# PMLDL. Lab 8. Visual Transformets & Low-rank Adapters



[Competition link](https://www.kaggle.com/t/4ec3db5c020740f7962d5e023a54db2d)

In this lab you're asking to fine tune a Visual Transformer classifier on target dataset



Objectives:



1) Get familiar with **Huggingface** - the main library for working with transformers;



2) Use **low-rank adapters** for cheap training of a transformer.

### 1) Load transformers packages & dataset



***Transformers*** - is a package which is assosiated with HuggingFace community. It allows to load (and push) trained transformers and datasets. *transformers* package also connects with pytorch which allows to train a model by your own.



We will load an Visual Transformer (ViT) that was trained on ImageNet and fine tune it on images with different foods.

In [1]:
import shutil

source_dir = "/kaggle/input/pmldl-week-8-fine-tuning-of-vi-t/food-101_train/food-101_train"

destination_dir = "/kaggle/working/pmldl-week-8-fine-tuning-of-vi-t/food-101_train/food-101_train"

shutil.copytree(source_dir, destination_dir, dirs_exist_ok=True)

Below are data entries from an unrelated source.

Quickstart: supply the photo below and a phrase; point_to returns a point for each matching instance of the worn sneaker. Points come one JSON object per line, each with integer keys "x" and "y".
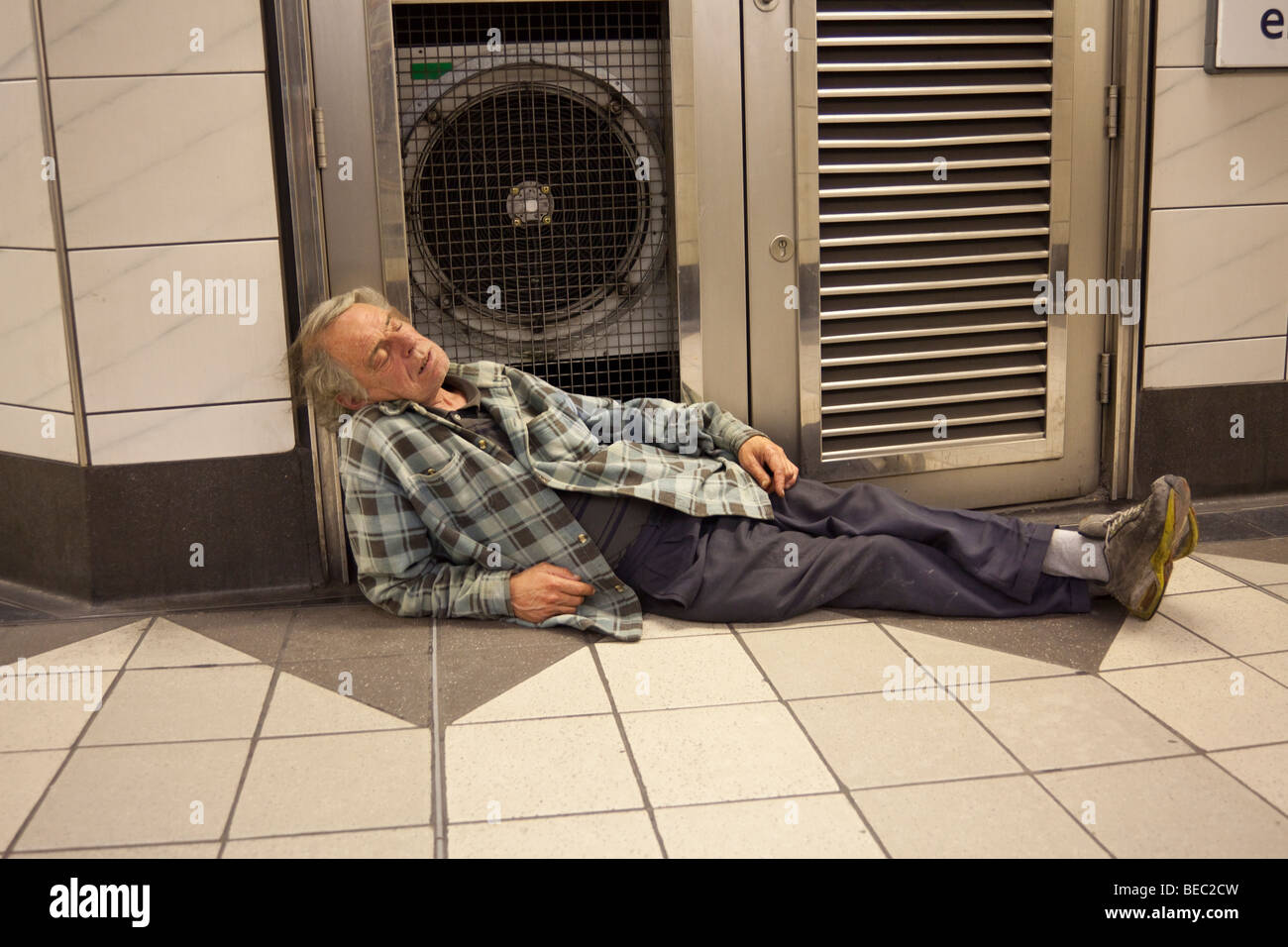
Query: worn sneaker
{"x": 1186, "y": 535}
{"x": 1142, "y": 541}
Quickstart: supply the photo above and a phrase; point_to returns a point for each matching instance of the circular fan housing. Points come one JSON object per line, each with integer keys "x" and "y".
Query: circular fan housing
{"x": 533, "y": 196}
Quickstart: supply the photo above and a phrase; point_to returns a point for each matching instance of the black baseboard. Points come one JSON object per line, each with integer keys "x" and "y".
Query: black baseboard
{"x": 1188, "y": 431}
{"x": 102, "y": 534}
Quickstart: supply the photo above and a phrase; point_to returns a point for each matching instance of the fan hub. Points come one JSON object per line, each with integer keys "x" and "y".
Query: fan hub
{"x": 528, "y": 202}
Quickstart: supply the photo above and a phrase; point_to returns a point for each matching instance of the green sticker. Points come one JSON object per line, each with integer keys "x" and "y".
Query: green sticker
{"x": 429, "y": 69}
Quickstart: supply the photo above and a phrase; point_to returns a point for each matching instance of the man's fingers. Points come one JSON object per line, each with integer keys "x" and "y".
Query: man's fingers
{"x": 572, "y": 586}
{"x": 566, "y": 603}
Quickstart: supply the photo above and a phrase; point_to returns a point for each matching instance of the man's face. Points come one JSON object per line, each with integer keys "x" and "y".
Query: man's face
{"x": 385, "y": 354}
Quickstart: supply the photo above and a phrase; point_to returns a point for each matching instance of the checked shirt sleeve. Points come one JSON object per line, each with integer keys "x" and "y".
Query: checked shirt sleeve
{"x": 397, "y": 566}
{"x": 700, "y": 427}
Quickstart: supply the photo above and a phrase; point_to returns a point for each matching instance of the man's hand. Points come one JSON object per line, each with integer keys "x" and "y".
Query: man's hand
{"x": 758, "y": 455}
{"x": 546, "y": 590}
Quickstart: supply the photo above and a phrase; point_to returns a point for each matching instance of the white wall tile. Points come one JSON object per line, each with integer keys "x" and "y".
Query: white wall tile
{"x": 133, "y": 359}
{"x": 22, "y": 431}
{"x": 1218, "y": 273}
{"x": 1202, "y": 121}
{"x": 1215, "y": 364}
{"x": 1181, "y": 33}
{"x": 33, "y": 342}
{"x": 24, "y": 196}
{"x": 17, "y": 51}
{"x": 120, "y": 38}
{"x": 226, "y": 431}
{"x": 163, "y": 159}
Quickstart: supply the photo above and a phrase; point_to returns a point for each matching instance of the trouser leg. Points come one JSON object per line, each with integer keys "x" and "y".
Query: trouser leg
{"x": 1001, "y": 552}
{"x": 862, "y": 548}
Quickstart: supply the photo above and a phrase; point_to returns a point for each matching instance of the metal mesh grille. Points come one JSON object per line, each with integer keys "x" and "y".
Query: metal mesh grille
{"x": 926, "y": 285}
{"x": 536, "y": 182}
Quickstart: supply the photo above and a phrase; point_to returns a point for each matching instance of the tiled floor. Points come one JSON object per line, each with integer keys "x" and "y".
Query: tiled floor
{"x": 342, "y": 731}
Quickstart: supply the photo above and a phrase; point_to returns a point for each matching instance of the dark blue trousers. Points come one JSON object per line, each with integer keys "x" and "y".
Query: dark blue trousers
{"x": 858, "y": 548}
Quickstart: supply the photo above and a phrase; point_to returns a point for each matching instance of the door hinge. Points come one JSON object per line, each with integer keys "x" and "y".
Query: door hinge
{"x": 320, "y": 138}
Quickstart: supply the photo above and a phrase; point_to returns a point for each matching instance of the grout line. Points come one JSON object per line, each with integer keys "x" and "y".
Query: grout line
{"x": 438, "y": 749}
{"x": 626, "y": 745}
{"x": 979, "y": 720}
{"x": 818, "y": 751}
{"x": 72, "y": 749}
{"x": 215, "y": 841}
{"x": 254, "y": 738}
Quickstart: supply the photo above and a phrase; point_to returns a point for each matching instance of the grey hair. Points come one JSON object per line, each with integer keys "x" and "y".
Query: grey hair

'/kaggle/working/pmldl-week-8-fine-tuning-of-vi-t/food-101_train/food-101_train'

In [2]:
import wandb
wandb.init(mode='disabled')

In [3]:
!pip install transformers accelerate evaluate datasets git+https://github.com/huggingface/peft -q

In [4]:
from transformers import AutoImageProcessor, ViTForImageClassification

import torch

from datasets import load_from_disk, load_dataset

Let's implement some preprocessing functions to fit images to ViT shape and distribution and add some augmentation

In [5]:
# Add augmentation procedures if you like

from torchvision.transforms import Compose, Resize, ToTensor, Normalize





# Target dataset

dataset = load_from_disk("/kaggle/working/pmldl-week-8-fine-tuning-of-vi-t/food-101_train/food-101_train")



# Data prepapator for a model

image_processor = AutoImageProcessor.from_pretrained("google/vit-base-patch16-224")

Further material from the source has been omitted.